Tuesday, 3 December 2013

Can't Start the Lync Front End Service on Windows Server 2012

Sometimes Lync really surprises me when something seemingly innocuous can wreak havoc. 


Recently I applied some Windows updates and restarted my Lync servers.  Two things happened on the Front End after the restart.
  1. These services were disabled
    1. MSSQL$LYNCLOCAL - SQL Server (LYNCLOCAL)
    2. MSSQL$RTC - SQL Server (RTC)
    3. MSSQL$RTCLOCAL - SQL Server (RTCLOCAL)
  2. And some Lync services wouldn’t start.  Specifically the Front End service (RTCSRV).
Obviously I know I can’t start all Lync services without the CMS so I rectified that.  Made them Automatic again and started them all.  Once I did I was still unable to start the Front End service (RTCSRV).  In fact it was just stuck on starting.

I tried all kinds of things including:
  • Killing the service and restarting it.  
    • Open a command prompt as administrator and enter "tasklist".  That gives you a list of running tasks and the associated Process ID (PID). 
    • To end a task enter "taskkill /pid 1234 /f"
    • where 1234 is the process ID and /f is for force.  That kills the running task.
  • Restarting the server.  That just put me back to where I was with the service stuck on starting.
Nothing worked.

I checked the event logs and found events similar to…
Event ID: 32178
Source: LS User Services
Description:
Failed to sync data for Routing group from backup store
I did some research and found some articles that pointed me to the MS support page. http://support.microsoft.com/kb/2795828.  This described the error.  The cause and what to do to fix it.

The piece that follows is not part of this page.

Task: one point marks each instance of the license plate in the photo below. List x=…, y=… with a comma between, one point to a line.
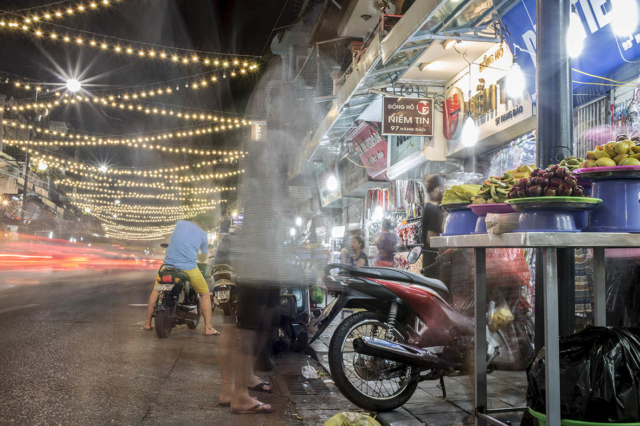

It seems all of a sudden Lync didn’t like the fact that there is a non self-signed certificate installed in the Trusted Root Certificate Authorities store.

I ran this command PowerShell to find the certificate that the service didn't like.
Get-Childitem cert:\LocalMachine\root -Recurse | Where-Object {$_.Issuer -ne $_.Subject} | Format-List * | Out-File "c:\users\administrator\documents\computer_filtered.txt" 
  1. I opened the MMC and added Certificate Manager under computer account local computer. 
  2. I found the certificate displayed on the text file output from the command.
  3. I dragged the certificate from Trusted Root Certification Authorities to Intermediate Certification Authorities. 
  4. I tried killing the Front End service and starting it again and it still didn’t work.
  5. So I restarted the server again.  This time all the services started.
Luckily this was only a lab/demo environment rather than a live customer environment.  I know you wouldn't usually apply Windows Updates during the day.  But what if you came back in the morning after updates were applied and found that nobody could sign into Lync.

Anyway.  As always I hope this helps.